# RAF West Raynham



## losttom (Apr 12, 2010)

Visited here with LittleLaura and Diehardlove. Was a good day and a huge site. 
Highlight for me was getting into the Rapier dome. 
The base opened in the 1930's and closed in the 1990's. Parts of the site are still used as units and theres also a housing estate there. 

Anyway on with the pics...


The bunkers at the back end of the site













Station headquarters and chapel





Airmans restaurant

















Telecommunications





self destruct...






























The Dome














Control towers


----------



## Urban Mole (Apr 12, 2010)

Looks like a good site to visit.

Whats the heras fencing for, to keep people out, or because its due for demo?


----------



## diehardlove (Apr 12, 2010)

nice pics tom was a good day,haha you caught me on the climbing frame on a pic lol


----------



## UrbanX (Apr 12, 2010)

Excellent report! 
Hope you're ready for the inevitable 100 PMs asking you for access details for the dome! 
It really is a surreal place isn't it? So much of the site looks like other local military venues.
Did you find any 'Most Haunted' tat?


----------



## Black Shuck (Apr 12, 2010)

Nice work there Tom!

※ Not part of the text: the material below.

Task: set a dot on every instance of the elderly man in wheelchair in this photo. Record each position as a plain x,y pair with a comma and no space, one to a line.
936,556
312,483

The place is still excellent!


----------



## diehardlove (Apr 12, 2010)

UrbanX said:


> Excellent report!
> Hope you're ready for the inevitable 100 PMs asking you for access details for the dome!
> It really is a surreal place isn't it? So much of the site looks like other local military venues.
> Did you find any 'Most Haunted' tat?



haha yes thats a funny thing about getting in somewhere good,the sound in there was really strange a tiny noise was as loud as a bang and was quite light in there even though there was no windows etc.


----------



## losttom (Apr 12, 2010)

Urban Mole said:


> Looks like a good site to visit.
> 
> Whats the heras fencing for, to keep people out, or because its due for demo?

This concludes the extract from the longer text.